But Thomas, one of the twelve, called Didymus, was not with them when Jesus came. The other disciples therefore said unto him, We have seen the Lord. But he said unto them, Except I shall see in his hands the print of the nails, and put my finger into the print of the nails, and thrust my hand into his side, I will not believe. — John 20 : 24–25
This story appeals to me because it presents a small vignette on doubt and questioning. Despite being embedded in the cult of Jesus, Thomas refuses to believe in Jesus’s resurrection without evidence: he insists on his own physical reality and questions the views of his closest friends. This questioning seems to me to be an important part of how one might approach the world and live in it.
I have previously set out to write music with literary or philosophical grains of inspiration despite the impossibility of establishing a direct correlation for the listener between a performed musical experience and the myriad connotations made and thoughtways taken during the writing process. To adapt Gaston Bachelard’s analysis of the poet and their image to the composer and their material: ‘The composer does not confer the past of their material upon me, and yet their material immediately takes root in me. Materials excite us — afterwards — but they are not the phenomena of an excitement’ (The Poetics of Space, 1969, p.xvii).
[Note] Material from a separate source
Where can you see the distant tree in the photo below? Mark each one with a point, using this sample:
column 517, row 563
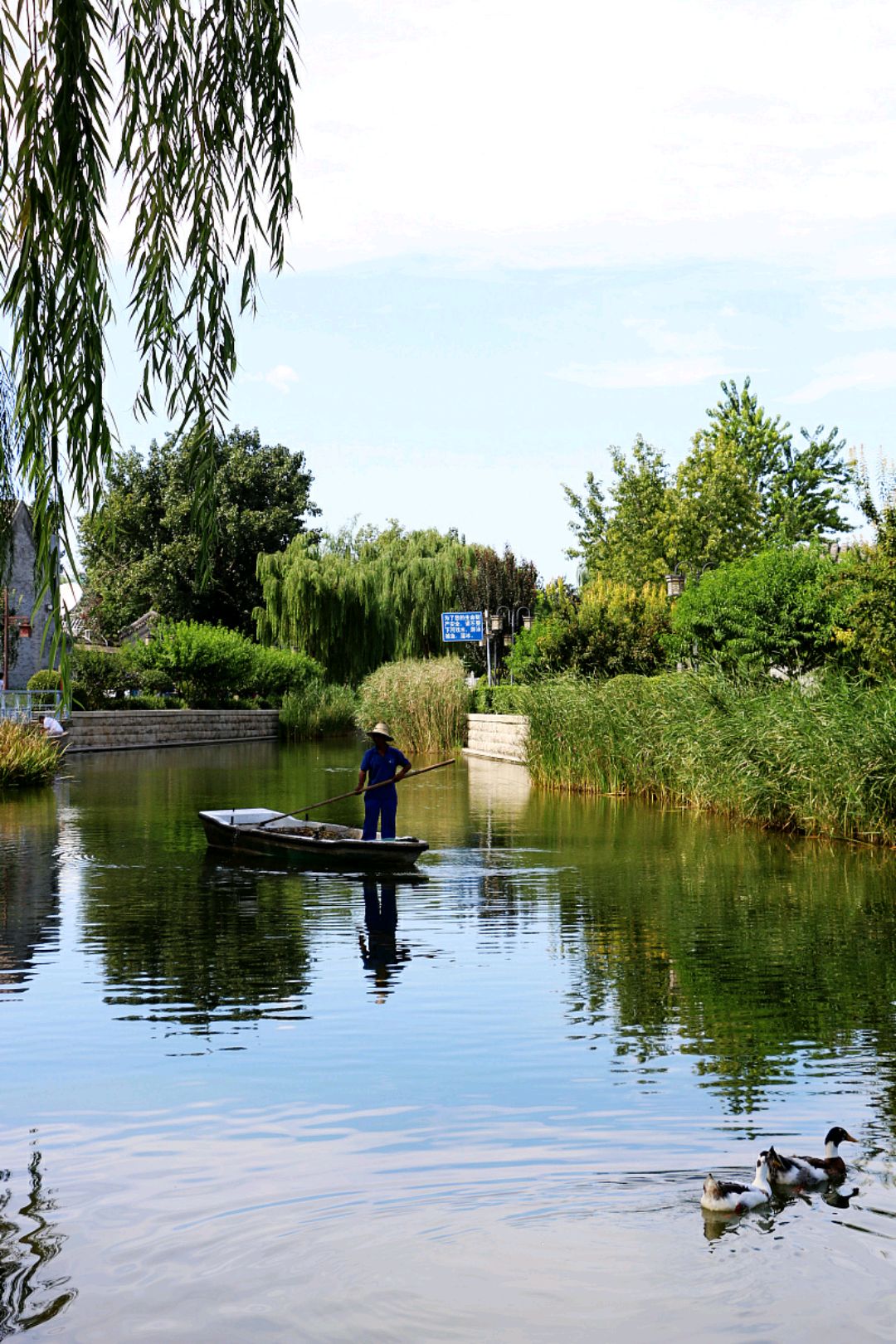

I am not sure I can entirely say why this has proved a fruitful paradox to pursue for me, but given the impossibility inherent in it, I might compare the writing process to running towards a place that does not exist, and that which results — the music — to the dust thrown into the air by my heels.
The Incredulity of St Thomas was written for performance by the Talea Ensemble at the Harvard Summer Composition Institute, August 2012. I am grateful to the Solti Foundation for supporting my participation in this project.